THE expressions, “falling in love,” and “making love,” are terms suggesting something that is impossible.

No one falls in love. The experience of loving may come when a person has evolved where fine perceptions are possible. All living is an awakening process in which there are many degrees of consciousness. At a certain stage in his evolution, a human being is able to see and feel certain truth.

The imagination is a power which is developed with intellect and fine feeling. The imagination can create a world and people it. In this way, ideals are perpetually made. Humanity’s effort to realize ideals is evolution.When man can image a human being that fulfils the highest ideal he can create, the soul rejoices. Man forgets the imperfect in his ecstacy when contemplating the perfect. And when one human being sees another human being who reminds him, more or less, of his ideal, he is said to love.

He does not “fall” nor “make,” he realizes, he awakens, and sometimes re-creates.

It may often occur that the person who awakens one to this ideal may recall this ideal once, twice, again and yet again. Or this person may constantly recall it, or cease altogether to recall it.

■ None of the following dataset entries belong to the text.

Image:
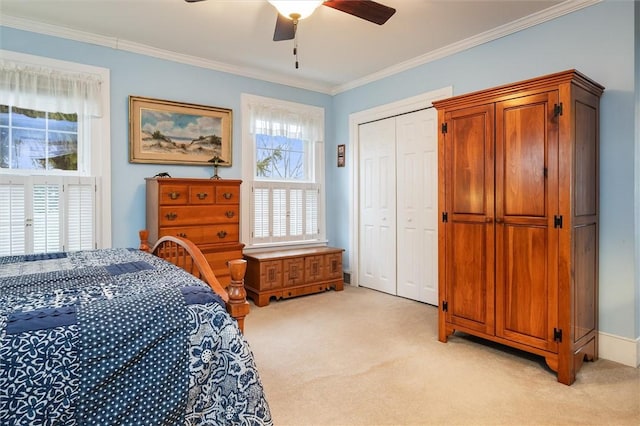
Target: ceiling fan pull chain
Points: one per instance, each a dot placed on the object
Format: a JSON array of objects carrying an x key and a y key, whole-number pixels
[{"x": 295, "y": 41}]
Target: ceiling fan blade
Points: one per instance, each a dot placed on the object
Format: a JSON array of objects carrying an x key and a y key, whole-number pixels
[
  {"x": 285, "y": 29},
  {"x": 364, "y": 9}
]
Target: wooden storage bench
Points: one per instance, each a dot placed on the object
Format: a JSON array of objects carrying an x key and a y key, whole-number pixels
[{"x": 292, "y": 272}]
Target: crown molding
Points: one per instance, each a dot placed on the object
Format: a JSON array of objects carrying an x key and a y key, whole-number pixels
[
  {"x": 553, "y": 12},
  {"x": 142, "y": 49}
]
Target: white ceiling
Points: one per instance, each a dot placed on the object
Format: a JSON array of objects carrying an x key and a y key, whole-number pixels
[{"x": 336, "y": 51}]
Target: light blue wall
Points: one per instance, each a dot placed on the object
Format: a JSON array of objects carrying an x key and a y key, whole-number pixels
[
  {"x": 598, "y": 41},
  {"x": 133, "y": 74}
]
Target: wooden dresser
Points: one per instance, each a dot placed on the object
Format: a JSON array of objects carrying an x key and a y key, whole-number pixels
[
  {"x": 294, "y": 272},
  {"x": 206, "y": 211}
]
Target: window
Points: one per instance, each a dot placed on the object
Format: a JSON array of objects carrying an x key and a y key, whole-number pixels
[
  {"x": 43, "y": 214},
  {"x": 283, "y": 171},
  {"x": 53, "y": 133}
]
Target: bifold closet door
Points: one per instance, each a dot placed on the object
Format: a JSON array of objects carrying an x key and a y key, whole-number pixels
[
  {"x": 417, "y": 205},
  {"x": 377, "y": 192},
  {"x": 398, "y": 241}
]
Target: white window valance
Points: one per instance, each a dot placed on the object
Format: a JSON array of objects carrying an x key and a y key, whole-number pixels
[
  {"x": 293, "y": 123},
  {"x": 48, "y": 89}
]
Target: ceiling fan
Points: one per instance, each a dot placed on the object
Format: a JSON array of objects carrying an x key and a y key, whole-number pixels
[{"x": 289, "y": 12}]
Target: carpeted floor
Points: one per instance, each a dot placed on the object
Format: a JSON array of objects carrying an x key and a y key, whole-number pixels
[{"x": 360, "y": 357}]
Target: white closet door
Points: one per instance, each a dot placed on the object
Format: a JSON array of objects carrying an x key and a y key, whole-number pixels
[
  {"x": 377, "y": 233},
  {"x": 417, "y": 202}
]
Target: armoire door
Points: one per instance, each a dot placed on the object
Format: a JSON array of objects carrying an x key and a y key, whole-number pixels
[
  {"x": 377, "y": 189},
  {"x": 526, "y": 233},
  {"x": 469, "y": 218}
]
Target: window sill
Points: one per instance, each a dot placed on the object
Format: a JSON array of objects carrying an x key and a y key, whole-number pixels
[{"x": 284, "y": 244}]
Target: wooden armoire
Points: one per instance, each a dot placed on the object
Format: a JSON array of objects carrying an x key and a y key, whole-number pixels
[{"x": 518, "y": 235}]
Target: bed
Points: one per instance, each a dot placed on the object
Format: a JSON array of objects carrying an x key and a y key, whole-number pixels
[{"x": 123, "y": 336}]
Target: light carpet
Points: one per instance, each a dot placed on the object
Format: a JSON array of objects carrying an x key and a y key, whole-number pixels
[{"x": 361, "y": 357}]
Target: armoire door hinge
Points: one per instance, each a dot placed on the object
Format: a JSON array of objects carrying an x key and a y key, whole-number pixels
[
  {"x": 557, "y": 335},
  {"x": 557, "y": 221},
  {"x": 557, "y": 109}
]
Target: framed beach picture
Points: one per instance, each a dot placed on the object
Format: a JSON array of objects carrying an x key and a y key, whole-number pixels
[{"x": 167, "y": 132}]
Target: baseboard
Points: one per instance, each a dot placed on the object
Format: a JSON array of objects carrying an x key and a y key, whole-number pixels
[
  {"x": 611, "y": 347},
  {"x": 619, "y": 349}
]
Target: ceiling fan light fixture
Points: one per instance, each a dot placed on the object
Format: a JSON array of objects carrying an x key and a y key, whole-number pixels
[{"x": 295, "y": 9}]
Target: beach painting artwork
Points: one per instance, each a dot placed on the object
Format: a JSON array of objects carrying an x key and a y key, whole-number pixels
[{"x": 168, "y": 132}]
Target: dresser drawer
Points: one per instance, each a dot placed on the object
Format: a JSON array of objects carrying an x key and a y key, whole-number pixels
[
  {"x": 202, "y": 194},
  {"x": 227, "y": 194},
  {"x": 198, "y": 215},
  {"x": 174, "y": 194},
  {"x": 204, "y": 234}
]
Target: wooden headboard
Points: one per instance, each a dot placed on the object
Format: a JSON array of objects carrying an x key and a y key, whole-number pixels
[{"x": 186, "y": 255}]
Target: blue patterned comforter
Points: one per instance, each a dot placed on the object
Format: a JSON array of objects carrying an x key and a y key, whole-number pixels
[{"x": 118, "y": 336}]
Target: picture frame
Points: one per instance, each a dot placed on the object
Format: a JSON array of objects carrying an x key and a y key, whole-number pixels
[
  {"x": 169, "y": 132},
  {"x": 341, "y": 155}
]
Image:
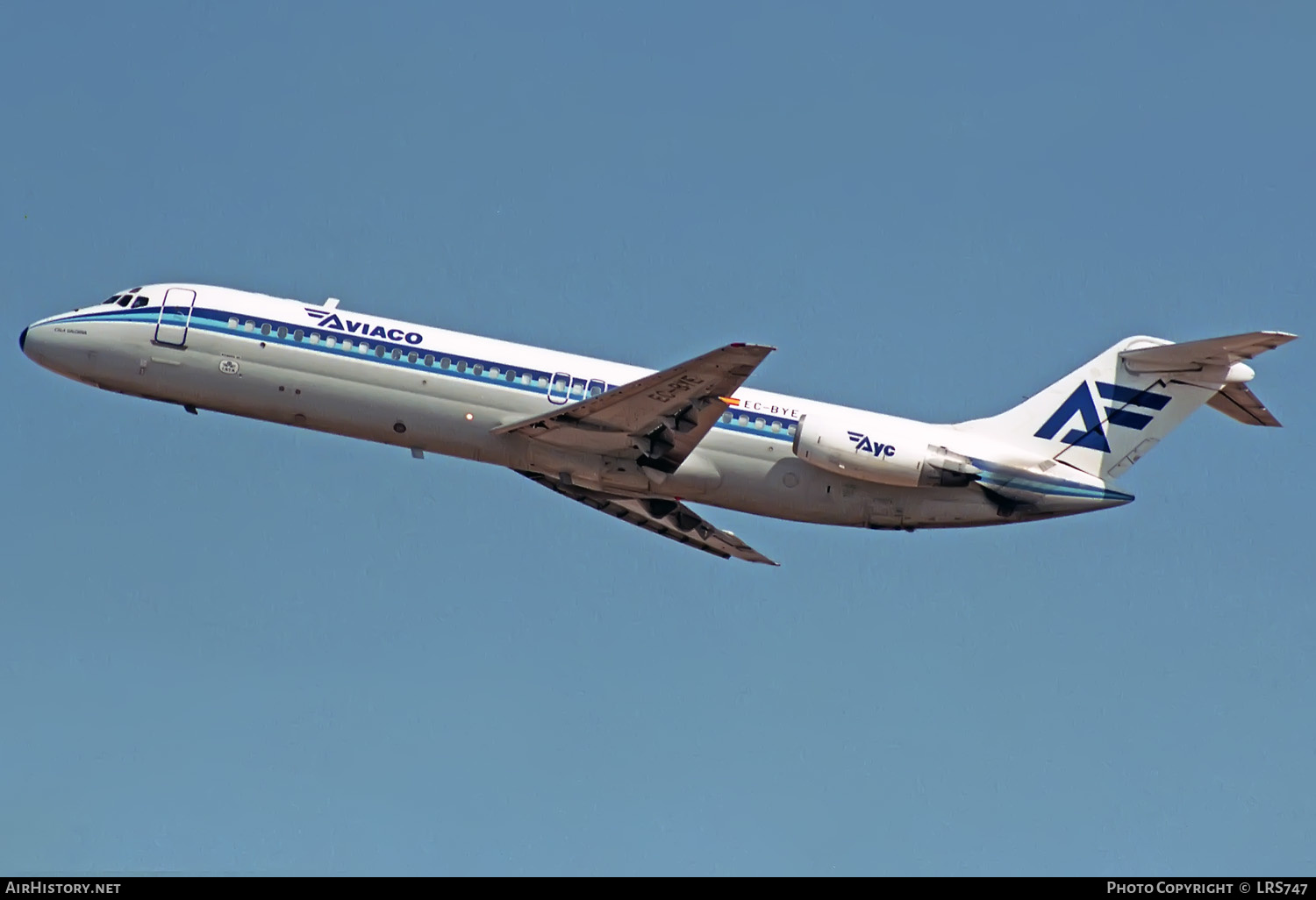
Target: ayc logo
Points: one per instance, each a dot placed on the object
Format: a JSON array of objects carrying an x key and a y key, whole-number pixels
[
  {"x": 1081, "y": 404},
  {"x": 862, "y": 444},
  {"x": 331, "y": 320}
]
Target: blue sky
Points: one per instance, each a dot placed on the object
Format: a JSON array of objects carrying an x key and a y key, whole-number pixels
[{"x": 228, "y": 646}]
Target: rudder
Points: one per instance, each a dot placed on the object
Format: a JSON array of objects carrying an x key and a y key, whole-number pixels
[{"x": 1108, "y": 413}]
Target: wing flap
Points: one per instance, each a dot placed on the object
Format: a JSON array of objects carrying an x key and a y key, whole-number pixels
[{"x": 670, "y": 518}]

That man and woman are lovers who constantly keep before each other the Ideal.

They wish to abide together, because together they live their best lives, do their best work, are most kind to their fellow-man, do no wrong, can do no wrong. This is commonly accepted today as the basis of marriage. It is this ideal which is vaguely or definitely in the minds of thinking people when they wish to marry.

The poet Dante had a wonderful, complete ideal. He saw but twice the woman who reminded him of his Perfect. He wrote in poetry of his Ideal and called Her by this woman’s name.

His wife, the mother of his children, was another woman.

Many critics say that Dante’s love for Beatrice was pure. Probably they say this, because he asked nothing of her. That he never knew Beatrice was fortunate, for the two people had very little in common. Dante was a poet and dreamer. Beatrice was a woman of the nobility without serious cares and responsibilities.